How can Copenhagen evolve into an international top rank knowledge city? A city, seething with innovation and enterprise. A city that is a magnet for students and knowledge workers worldwide. These are the questions we have worked on in the Think Tank for Internationalisation and Business Development. The Think Tank was set up by the City of Copenhagen in May 2006, under the initiative of Lord Mayor Ritt Bjerregaard. The result is nine concrete proposals spanning from a new hotel concept for researchers and knowledge workers to transforming Copenhagen into one huge exhibition of groundbreaking technology.

1. Copenhagen Campus is designed to attract international students and make Copenhagen a World-class university town.

2. The Welcome Shop is an international citizens service centre, where guest researchers, knowledge workers and students find everything they need to establish themselves in Copenhagen. Anything, from information about Copenhagen and Danish legislation to help with finding a job, accommodation and childcare.

3. A Knowledge Hotel is an accommodation service for international guest researchers and knowledge workers. It provides a place to live and a social network that will make you want to return to the city or settle down permanently.

4. The Potential Exchange is a place where people with unexploited potential come closer to the labour market. This could be a taxi driver with an engineering degree or a corner shop owner who is actually a trained doctor.

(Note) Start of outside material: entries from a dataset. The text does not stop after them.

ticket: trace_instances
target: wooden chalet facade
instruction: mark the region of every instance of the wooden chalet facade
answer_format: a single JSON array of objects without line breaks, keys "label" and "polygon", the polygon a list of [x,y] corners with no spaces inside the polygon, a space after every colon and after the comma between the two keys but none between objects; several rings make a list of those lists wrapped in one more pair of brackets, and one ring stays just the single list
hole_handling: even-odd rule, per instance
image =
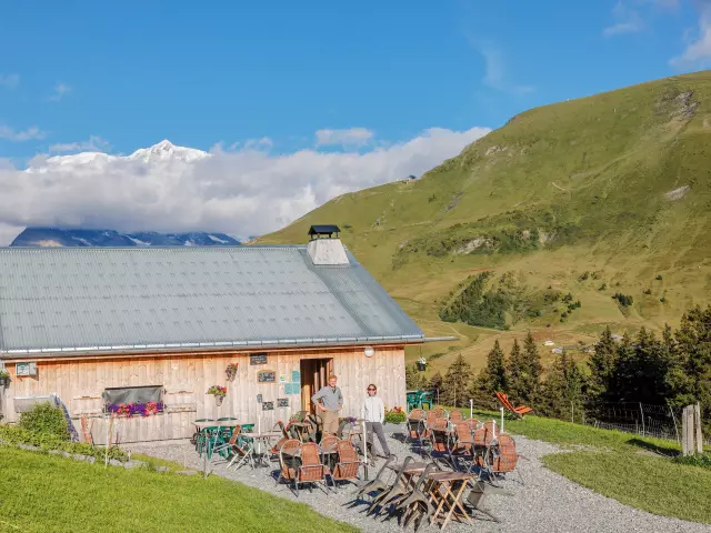
[{"label": "wooden chalet facade", "polygon": [[[3,421],[54,396],[96,443],[106,442],[111,398],[162,405],[114,418],[119,443],[184,439],[196,419],[271,428],[310,410],[329,373],[339,376],[342,416],[359,416],[369,383],[388,406],[402,406],[404,346],[421,342],[339,239],[0,249],[0,365],[10,373],[0,388]],[[231,363],[237,374],[228,381]],[[211,385],[227,388],[221,405],[207,394]]]}]

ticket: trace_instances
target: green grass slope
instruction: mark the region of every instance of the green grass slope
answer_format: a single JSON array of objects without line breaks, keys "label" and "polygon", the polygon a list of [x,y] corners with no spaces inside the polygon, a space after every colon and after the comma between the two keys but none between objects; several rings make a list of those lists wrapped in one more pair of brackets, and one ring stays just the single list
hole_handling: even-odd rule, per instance
[{"label": "green grass slope", "polygon": [[[480,368],[528,329],[563,345],[659,329],[711,294],[709,141],[711,71],[667,78],[521,113],[420,180],[336,198],[260,242],[339,224],[425,333],[461,339],[421,349],[433,369],[460,352]],[[482,270],[498,319],[443,322]]]}]

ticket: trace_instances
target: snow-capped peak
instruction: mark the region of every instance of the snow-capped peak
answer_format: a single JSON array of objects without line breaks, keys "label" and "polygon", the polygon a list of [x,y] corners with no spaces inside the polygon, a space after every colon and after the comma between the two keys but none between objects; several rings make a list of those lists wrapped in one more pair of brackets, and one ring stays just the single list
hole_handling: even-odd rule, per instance
[{"label": "snow-capped peak", "polygon": [[193,148],[177,147],[168,139],[163,139],[158,144],[150,148],[141,148],[128,157],[130,160],[141,160],[144,162],[181,160],[184,162],[198,161],[209,157],[208,152]]},{"label": "snow-capped peak", "polygon": [[149,148],[140,148],[132,154],[109,155],[103,152],[80,152],[71,155],[54,155],[53,158],[39,159],[36,163],[30,163],[27,172],[43,173],[48,171],[72,171],[72,170],[103,170],[110,164],[127,162],[142,162],[149,165],[177,163],[193,163],[201,159],[209,158],[208,152],[193,148],[177,147],[168,139],[163,139],[158,144]]}]

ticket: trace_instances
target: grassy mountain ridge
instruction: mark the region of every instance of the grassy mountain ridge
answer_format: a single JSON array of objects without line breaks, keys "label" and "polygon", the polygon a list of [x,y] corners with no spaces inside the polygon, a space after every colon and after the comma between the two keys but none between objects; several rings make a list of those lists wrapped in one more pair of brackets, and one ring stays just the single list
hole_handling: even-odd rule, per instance
[{"label": "grassy mountain ridge", "polygon": [[[338,223],[428,334],[461,338],[422,349],[438,364],[463,351],[481,366],[494,338],[529,328],[558,344],[589,342],[605,324],[658,329],[711,295],[710,140],[711,72],[667,78],[523,112],[420,180],[344,194],[260,242]],[[484,270],[495,275],[482,294],[505,292],[507,273],[517,280],[522,315],[500,310],[508,331],[442,322]],[[581,305],[568,312],[547,291]]]}]

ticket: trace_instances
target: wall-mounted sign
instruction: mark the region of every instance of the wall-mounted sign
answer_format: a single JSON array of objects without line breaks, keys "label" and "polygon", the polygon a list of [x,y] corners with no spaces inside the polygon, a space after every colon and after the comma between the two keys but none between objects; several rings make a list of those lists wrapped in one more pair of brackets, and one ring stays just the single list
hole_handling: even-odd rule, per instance
[{"label": "wall-mounted sign", "polygon": [[251,353],[249,364],[267,364],[267,353]]},{"label": "wall-mounted sign", "polygon": [[276,383],[277,382],[277,372],[273,370],[262,370],[257,374],[258,383]]},{"label": "wall-mounted sign", "polygon": [[37,375],[37,363],[34,361],[27,363],[14,363],[14,373],[17,375]]}]

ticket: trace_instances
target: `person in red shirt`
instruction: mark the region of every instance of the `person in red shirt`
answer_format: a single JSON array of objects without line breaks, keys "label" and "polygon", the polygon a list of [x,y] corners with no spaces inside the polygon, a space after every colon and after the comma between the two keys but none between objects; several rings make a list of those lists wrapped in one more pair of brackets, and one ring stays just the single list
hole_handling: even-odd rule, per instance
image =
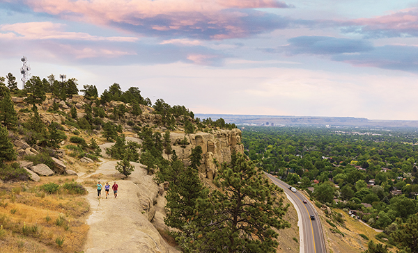
[{"label": "person in red shirt", "polygon": [[114,190],[114,194],[115,195],[115,197],[118,197],[118,188],[119,186],[116,183],[116,181],[114,183],[114,185],[111,186],[111,189]]}]

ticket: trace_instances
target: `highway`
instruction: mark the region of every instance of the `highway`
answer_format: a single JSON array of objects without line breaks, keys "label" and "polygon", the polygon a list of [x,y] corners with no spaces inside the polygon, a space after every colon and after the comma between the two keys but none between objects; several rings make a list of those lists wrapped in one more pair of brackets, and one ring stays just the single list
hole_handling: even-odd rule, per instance
[{"label": "highway", "polygon": [[[297,211],[297,216],[302,221],[302,224],[298,222],[299,233],[301,235],[300,253],[326,253],[320,220],[312,204],[300,193],[293,193],[289,190],[288,184],[270,174],[266,173],[266,175],[274,184],[282,188],[288,197],[291,198],[290,200]],[[303,203],[304,199],[307,200],[307,203]],[[314,220],[311,220],[311,215],[315,215]]]}]

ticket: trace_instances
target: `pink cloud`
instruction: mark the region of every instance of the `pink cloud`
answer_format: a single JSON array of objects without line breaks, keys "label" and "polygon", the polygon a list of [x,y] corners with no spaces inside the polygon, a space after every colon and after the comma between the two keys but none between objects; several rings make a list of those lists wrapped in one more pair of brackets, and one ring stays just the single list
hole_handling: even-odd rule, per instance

5. Smart Stars is a talent program for primary school pupils. The program will help pupils with poor odds and provide the talented ones with new challenges. The youngsters will learn that smart stars shine brighter.

6. Copenhagen has the potential to attract many more international firms. The Carlsberg district is one of the areas that have the largest potential. It could become an international power centre, housing the regional headquarters of large firms from Denmark and abroad.

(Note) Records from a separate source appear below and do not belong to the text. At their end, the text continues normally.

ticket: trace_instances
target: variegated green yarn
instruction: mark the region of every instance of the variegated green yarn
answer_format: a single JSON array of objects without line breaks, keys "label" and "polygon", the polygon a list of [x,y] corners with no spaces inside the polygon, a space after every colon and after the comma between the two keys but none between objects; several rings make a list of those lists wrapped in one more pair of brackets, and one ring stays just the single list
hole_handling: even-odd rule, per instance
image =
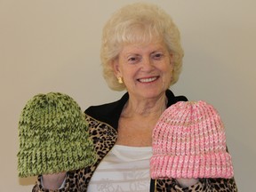
[{"label": "variegated green yarn", "polygon": [[18,129],[20,177],[68,172],[95,163],[84,114],[67,94],[34,96],[21,111]]}]

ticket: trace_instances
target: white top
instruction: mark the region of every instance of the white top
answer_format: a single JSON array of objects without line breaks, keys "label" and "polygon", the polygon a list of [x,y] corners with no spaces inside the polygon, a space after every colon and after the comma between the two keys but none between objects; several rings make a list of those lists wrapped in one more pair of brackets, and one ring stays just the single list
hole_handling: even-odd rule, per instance
[{"label": "white top", "polygon": [[95,170],[88,192],[148,192],[151,147],[115,145]]}]

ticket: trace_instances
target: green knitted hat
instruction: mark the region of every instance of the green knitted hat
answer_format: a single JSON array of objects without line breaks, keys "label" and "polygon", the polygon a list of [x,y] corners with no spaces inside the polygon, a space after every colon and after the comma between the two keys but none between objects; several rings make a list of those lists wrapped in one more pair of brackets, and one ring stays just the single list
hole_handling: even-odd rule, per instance
[{"label": "green knitted hat", "polygon": [[20,177],[76,170],[96,161],[84,114],[67,94],[29,100],[21,111],[19,139]]}]

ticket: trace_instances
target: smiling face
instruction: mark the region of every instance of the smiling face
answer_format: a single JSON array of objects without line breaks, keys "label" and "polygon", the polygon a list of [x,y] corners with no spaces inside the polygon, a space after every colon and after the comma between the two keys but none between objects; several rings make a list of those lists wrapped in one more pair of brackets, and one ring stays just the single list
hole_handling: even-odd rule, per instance
[{"label": "smiling face", "polygon": [[159,97],[172,81],[172,57],[163,42],[128,44],[113,62],[116,77],[122,77],[130,96]]}]

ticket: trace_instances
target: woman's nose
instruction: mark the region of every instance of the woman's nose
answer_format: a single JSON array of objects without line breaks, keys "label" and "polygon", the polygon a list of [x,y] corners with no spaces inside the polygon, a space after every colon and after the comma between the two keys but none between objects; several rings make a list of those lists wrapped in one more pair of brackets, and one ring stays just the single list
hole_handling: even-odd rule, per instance
[{"label": "woman's nose", "polygon": [[143,58],[142,60],[142,68],[144,70],[150,70],[154,68],[154,63],[150,58]]}]

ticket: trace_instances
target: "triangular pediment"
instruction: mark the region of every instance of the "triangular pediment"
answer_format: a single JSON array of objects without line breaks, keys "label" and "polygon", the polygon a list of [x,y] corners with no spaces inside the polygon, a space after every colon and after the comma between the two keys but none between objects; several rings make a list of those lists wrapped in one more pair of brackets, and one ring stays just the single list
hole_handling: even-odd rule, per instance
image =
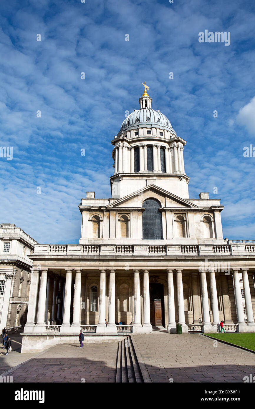
[{"label": "triangular pediment", "polygon": [[[151,195],[150,196],[149,193],[151,193]],[[148,195],[149,193],[149,195]],[[148,186],[146,186],[144,188],[139,189],[139,190],[130,193],[127,196],[122,198],[121,199],[117,199],[114,203],[110,203],[107,206],[107,208],[115,208],[130,206],[131,207],[137,207],[137,198],[144,199],[150,197],[154,197],[155,198],[161,199],[161,201],[162,202],[162,200],[164,200],[164,204],[162,206],[163,207],[184,207],[189,209],[197,209],[198,207],[193,203],[191,203],[190,202],[182,198],[180,198],[178,196],[176,196],[173,193],[170,192],[168,192],[164,189],[156,186],[155,185],[151,184]],[[139,201],[140,202],[140,200]]]}]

7. Copenhagen’s urban spaces should be transformed into opportunity spaces, where there is room for creativity, diversity and enterprise. The key is collaboration between residents, those who use the city, developers, students and artists.

8. Copenhagen Solutions transforms Copenhagen’s urban spaces into a showroom of the best Danish technology and social solutions. An international magnet where one can see and experience the future.

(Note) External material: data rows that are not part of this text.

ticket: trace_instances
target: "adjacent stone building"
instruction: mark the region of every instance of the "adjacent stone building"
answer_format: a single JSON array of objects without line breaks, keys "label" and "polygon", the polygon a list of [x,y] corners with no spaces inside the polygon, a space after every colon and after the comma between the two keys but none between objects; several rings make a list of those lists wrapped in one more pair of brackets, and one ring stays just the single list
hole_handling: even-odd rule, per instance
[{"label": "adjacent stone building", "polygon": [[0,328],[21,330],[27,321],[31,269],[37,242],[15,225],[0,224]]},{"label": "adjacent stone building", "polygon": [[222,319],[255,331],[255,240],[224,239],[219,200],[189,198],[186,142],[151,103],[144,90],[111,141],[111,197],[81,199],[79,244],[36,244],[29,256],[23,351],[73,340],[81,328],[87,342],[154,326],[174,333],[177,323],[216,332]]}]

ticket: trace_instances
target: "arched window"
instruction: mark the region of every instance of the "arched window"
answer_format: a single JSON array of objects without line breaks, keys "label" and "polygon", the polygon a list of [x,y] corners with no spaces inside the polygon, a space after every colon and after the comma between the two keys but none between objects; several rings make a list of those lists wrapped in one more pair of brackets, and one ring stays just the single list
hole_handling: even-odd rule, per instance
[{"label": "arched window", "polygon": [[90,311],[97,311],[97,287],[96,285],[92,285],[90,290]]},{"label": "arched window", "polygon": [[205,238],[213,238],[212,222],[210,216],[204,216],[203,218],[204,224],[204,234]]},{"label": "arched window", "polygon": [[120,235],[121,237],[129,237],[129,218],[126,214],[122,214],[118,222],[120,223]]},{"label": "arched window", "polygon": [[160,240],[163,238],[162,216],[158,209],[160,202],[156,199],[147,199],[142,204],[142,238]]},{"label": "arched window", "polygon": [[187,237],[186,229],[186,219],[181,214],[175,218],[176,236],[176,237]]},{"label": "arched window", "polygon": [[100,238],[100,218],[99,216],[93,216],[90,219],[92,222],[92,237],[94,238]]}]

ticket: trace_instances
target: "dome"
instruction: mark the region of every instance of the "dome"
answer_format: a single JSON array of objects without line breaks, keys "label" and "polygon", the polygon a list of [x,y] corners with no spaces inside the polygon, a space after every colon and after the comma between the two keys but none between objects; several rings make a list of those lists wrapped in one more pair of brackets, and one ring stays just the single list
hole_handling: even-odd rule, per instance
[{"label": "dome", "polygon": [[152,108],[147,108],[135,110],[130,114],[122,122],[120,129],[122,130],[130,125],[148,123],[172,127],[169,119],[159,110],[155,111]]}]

9. Copenhagen Venture is an ambitious entrepreneur collaboration between the universities and the commercial sector. It aims at making Copenhagen a city seething with enterprise and new ideas.

These 9 concrete proposals are re-played here for the benefit of visitors, with many links to relevant pages of the website. The centrepiece of the island is Rådhuspladsen, or City Hall Square, and it is here that visitors first arrive. Teleports enable you to get to the various parts of the island where 3D visualisations of the 9 proposals can be found. The majority of the buildings on the island appear to be faithful reproductions of those to be found in the real city, including the City Hall (shown above). I know this can lead to endless debate about the merits or otherwise of trying to model real world buildings in Second Life. Personally, if there is a point and it is well done, then that is fine.

Here's the selection of teleports and a couple of the visualisations:

The quality of the texturing and rendering of these buildings is very good - but for the most part they do lack a certain something: access. Aside from a school room (representing “Smart Stars”) I could not find any traditional buildings that I could actually enter. They seem to exist purely to provide a 3D backdrop for the presentation of the 9 proposals. I don’t see the aim as being to build any form of online community, although that may be planned for later. However, the use of Second Life both as a creative visualisation medium and as a promotional platform is well executed and interesting to see.

Of course, the real challenge is not is Second Life, but whether Copenhagen can achieve its objectives in the real world.